What if that action saved hundreds of thousands of lives? Would that still be bad? Would it be acceptable? Would it be good?
What if that action saved one life? What would that be?
Basically, can we say that if it saves X number of lives, then it would be a good think to do?
This is an example of the "paradox of the heap" I think.
Also, is the creation of those chemical inherently a bad action? Or is it the application of them that is bad? To take that back to Cat's Cradle: do we blame the scientists, who are so far removed from the "human element" that they do not understand the implications of what they are doing, or do we blame the actors that put those inventions to use? Who is more stupid: Felix Hoenikker for creating Ice-9? Or his children for having the chance to destroy it and not doing so?
I would say that it is the application of the substance that is bad. I don't think the creation, in itself, is inherently bad. Although it may have the potential to be catastrophic, humans still have the choice of whether or not to use it.
This is a really difficult argument though. You could almost continue in this fashion forever.
One of the things I just read in The Argumentative Indian is about duty vs. consequence in the debate between Krishna and Arjuna presented in the Bhagavad Gita: "A tussle between two contrary moral positions--Krishna's emphasis on doing one's duty, on one side, and Arjuna's focus on avoiding bad consequences (and generating good ones) on the other."
It seems we could apply this directly to Cats Cradle. Is it the duty of a scientist to pursue truth, or knowledge? Or should they attempt to avoid the potential harm that could come from their endeavors?
Has the bolder moved at all? Or has it just become more complicated
Vietnam and foliage-killing chemicals is a hard example. (I think America was mostly in the war in fear of communism as a world power, not as much to save lives.) So I will comment on your question:
ReplyDeleteIs it the duty of a scientist to pursue truth, or knowledge? Or should they attempt to avoid the potential harm that could come from their endeavors?

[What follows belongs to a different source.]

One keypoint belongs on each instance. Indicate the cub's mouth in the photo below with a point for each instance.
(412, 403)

You mentioned that we have a choice of whether to use the chemical or not. We also had a choice of whether or not to develop the chemical in the first place. I support scientific research (or I wouldn't have a job right now...), but I think it's limits should be explored. I enjoy hearing the tiniest details of biology that are being explored at my place of work, but what does it really mean? It seems to mean that we will know more, in case we can use this knowledge to do good (in the case of my research institution). Do you think there is a limit?

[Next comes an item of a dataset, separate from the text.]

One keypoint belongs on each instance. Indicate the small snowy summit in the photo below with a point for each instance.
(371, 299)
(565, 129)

Maybe we are pouring millions of dollars into research that will primarily only aide the wealthier classes who can afford the treatment for a disease or cancer that perhaps primarily occurs in people over 60. I wonder if it would have been better to put that money into eradicating something like malaria, which kills all ages of people, oftentimes people who cannot afford treatment, and have not lead as high quality of lives because of that. I am trying to figure out if this situation means we currently have a limit on the amount of knowledge we need for disease A in an effort to focus the getting of knowledge on disease B. My point is that we do need and want a lot of scientific knowledge and I think it could be spent on better things than chemicals that kill foliage in wars.
So maybe it is not what is good, but constantly trying to figure out what is better?
The other problem is that we can think these things as much as we want, but in reality there are complex politics and disparities that get in the way of ever applying any answer we come up with. In light of that, why does good matter?